Plante annuelle laineuse aux feuilles épineuses, de la famille des ASTÉRACÉES, originaire de l’Inde et aujourd’hui adventice rare des cultures et friches des régions méditerranéennes. Beaux capitules de fleurs jaunes entourées d’épines rouges en étoile. Autrefois cultivé comme médicinale.

Cnicus benedictus L. Fam. ASTERACÉES

centaurée bénie, cnicaut béni, safran sauvage Benediktenkraut blessed thistle

Parties utilisées :

Sommités fleuries, feuilles, tiges écorcées (au début de la floraison)
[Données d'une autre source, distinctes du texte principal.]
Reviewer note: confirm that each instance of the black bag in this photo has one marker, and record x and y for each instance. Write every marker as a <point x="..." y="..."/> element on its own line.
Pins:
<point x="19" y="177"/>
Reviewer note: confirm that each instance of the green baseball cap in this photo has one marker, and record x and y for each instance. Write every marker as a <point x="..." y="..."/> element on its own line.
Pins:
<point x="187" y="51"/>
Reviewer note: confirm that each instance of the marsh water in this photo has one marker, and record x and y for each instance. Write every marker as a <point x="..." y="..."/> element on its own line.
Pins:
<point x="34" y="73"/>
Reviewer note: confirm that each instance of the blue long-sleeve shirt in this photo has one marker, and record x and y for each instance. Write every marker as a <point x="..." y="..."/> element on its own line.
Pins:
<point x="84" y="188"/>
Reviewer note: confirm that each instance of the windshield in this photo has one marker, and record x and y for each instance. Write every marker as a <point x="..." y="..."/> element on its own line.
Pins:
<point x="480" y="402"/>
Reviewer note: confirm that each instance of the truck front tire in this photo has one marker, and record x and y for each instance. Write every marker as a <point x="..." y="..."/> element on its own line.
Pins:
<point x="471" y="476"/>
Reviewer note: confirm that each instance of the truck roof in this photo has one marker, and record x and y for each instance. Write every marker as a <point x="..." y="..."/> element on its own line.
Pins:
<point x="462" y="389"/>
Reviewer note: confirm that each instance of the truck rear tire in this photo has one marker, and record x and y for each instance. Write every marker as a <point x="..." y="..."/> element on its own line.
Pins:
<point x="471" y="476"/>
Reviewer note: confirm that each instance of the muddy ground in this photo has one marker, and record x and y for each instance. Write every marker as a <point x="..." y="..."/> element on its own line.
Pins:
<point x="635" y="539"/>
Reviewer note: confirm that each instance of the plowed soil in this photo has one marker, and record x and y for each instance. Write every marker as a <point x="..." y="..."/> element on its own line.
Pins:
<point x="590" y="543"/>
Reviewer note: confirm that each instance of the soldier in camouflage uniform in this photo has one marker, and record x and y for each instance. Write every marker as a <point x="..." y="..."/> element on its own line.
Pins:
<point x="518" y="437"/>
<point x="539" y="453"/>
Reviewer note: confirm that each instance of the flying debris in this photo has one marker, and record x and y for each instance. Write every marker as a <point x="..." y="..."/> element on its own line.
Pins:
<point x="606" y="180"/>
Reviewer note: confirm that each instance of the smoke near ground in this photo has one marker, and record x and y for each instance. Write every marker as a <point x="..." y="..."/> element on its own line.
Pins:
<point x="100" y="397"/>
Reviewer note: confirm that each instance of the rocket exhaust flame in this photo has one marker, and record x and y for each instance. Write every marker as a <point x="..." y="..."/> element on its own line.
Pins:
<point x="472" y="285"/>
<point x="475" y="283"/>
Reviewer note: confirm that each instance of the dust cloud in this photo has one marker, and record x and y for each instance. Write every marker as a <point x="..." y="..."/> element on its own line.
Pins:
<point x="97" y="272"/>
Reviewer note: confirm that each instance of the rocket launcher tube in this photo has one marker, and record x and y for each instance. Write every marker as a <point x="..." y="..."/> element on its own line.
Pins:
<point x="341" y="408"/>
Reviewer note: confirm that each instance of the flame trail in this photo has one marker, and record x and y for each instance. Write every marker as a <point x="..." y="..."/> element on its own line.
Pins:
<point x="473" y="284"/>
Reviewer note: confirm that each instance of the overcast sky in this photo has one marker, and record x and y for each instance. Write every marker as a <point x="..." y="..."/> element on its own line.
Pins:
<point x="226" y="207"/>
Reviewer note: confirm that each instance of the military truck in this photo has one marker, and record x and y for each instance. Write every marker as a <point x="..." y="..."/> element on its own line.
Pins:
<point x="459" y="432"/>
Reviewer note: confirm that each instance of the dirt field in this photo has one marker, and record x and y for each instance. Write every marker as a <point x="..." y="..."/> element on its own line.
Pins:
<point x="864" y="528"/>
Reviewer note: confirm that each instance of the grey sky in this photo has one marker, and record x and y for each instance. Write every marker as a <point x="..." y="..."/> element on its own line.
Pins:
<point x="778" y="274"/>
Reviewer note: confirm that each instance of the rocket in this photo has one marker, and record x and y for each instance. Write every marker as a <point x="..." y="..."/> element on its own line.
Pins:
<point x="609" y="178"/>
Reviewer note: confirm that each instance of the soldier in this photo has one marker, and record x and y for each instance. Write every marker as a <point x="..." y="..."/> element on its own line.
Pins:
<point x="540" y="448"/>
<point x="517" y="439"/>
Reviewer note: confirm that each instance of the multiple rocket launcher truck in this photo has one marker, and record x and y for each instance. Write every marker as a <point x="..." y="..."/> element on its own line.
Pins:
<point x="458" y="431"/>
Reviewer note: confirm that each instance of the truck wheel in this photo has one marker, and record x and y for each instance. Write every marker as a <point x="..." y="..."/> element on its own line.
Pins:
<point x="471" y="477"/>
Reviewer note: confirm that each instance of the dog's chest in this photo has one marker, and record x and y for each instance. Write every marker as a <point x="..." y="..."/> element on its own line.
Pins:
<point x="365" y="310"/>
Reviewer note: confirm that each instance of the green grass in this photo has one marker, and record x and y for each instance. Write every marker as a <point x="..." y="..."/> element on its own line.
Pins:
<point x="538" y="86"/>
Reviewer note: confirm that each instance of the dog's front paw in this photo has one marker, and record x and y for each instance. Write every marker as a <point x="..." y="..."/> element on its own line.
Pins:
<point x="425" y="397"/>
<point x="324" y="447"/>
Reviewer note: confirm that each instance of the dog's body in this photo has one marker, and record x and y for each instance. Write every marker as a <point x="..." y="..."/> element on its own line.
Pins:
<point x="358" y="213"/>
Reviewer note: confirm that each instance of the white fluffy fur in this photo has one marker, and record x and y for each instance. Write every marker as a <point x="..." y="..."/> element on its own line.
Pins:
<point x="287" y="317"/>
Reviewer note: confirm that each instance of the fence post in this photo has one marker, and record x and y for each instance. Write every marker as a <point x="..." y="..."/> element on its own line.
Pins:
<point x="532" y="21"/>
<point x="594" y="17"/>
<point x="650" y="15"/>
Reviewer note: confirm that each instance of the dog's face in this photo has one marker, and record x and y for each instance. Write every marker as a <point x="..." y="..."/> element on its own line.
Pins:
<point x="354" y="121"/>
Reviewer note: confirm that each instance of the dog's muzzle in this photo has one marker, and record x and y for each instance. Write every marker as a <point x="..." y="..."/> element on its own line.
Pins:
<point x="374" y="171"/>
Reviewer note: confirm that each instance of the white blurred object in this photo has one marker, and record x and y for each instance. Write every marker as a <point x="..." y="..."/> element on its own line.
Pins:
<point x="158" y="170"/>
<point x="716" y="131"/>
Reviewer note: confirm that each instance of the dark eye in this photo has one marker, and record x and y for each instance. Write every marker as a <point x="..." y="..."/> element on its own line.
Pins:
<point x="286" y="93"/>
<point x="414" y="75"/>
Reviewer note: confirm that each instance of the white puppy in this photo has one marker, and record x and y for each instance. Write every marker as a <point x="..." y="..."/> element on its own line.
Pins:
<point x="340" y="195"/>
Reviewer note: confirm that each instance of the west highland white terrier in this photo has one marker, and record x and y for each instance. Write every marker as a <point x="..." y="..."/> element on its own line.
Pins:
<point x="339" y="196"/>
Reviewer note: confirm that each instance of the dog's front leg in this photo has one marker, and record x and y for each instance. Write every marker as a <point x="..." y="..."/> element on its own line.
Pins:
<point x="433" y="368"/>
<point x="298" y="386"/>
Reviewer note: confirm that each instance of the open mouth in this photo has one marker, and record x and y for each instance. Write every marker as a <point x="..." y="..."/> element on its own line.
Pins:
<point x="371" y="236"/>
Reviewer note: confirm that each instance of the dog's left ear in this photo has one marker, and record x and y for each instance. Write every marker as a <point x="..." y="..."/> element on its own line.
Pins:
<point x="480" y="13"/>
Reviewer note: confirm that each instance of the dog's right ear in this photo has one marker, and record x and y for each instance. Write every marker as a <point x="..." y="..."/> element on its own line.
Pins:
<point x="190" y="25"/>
Propriétés et utilisations :

Le chardon béni est un tonique amer, il éveille l’appétit et aide à la digestion en stimulant les sécrétions acides de l’estomac et de l’intestin ; il stimule la sécrétion de la bile (cholérétique) et facilite son évacuation (cholagogue). Le capitule contient entre autres un hétéroside amer, la cninine, qui possède des propriétés antibactériennes et anti-inflammatoires. Il est aussi fébrifuge, diurétique et antirhumatismal ; il favorise la sudation. On lui reconnaît aussi une action expectorante.
On l’utilise en infusion de plante sèche contre le manque d’appétit et la digestion difficile ; il ne faut pas l’associer aux médicaments anti-acides car leurs actions sont antagonistes.
En usage externe, cataplasme ou onguent, il aide à la cicatrisation des blessures.
Il faut éviter d’en consommer en trop grande quantité (pas plus de 5g par tasse) car il peut irriter l’estomac et provoquer des vomissements.

Un peu d’histoire…

Cnicus vient du grec « knizein » signifiant harceler, en rapport sans doute avec les piquants des feuilles. Quant au nom d’espèce benedictus, il a fait l’objet de plusieurs spéculations ; pour les uns il fait allusion aux nombreuses vertus de la plante, pour les autres il viendrait des moines bénédictins qui, au Moyen Age, l’utilisaient pour soigner la peste bubonique.
Matthiolus, au XVIIe siècle, écrit à son sujet « qu’il n’existe guère de remède plus précieux pour le cancer et les autres lésions putrides » ; les ulcères de la peau étaient lavés à l’eau de chardon béni puis pansés avec l’herbe broyée.
Aujourd’hui, il entre dans la composition de la célèbre liqueur Bénédictine.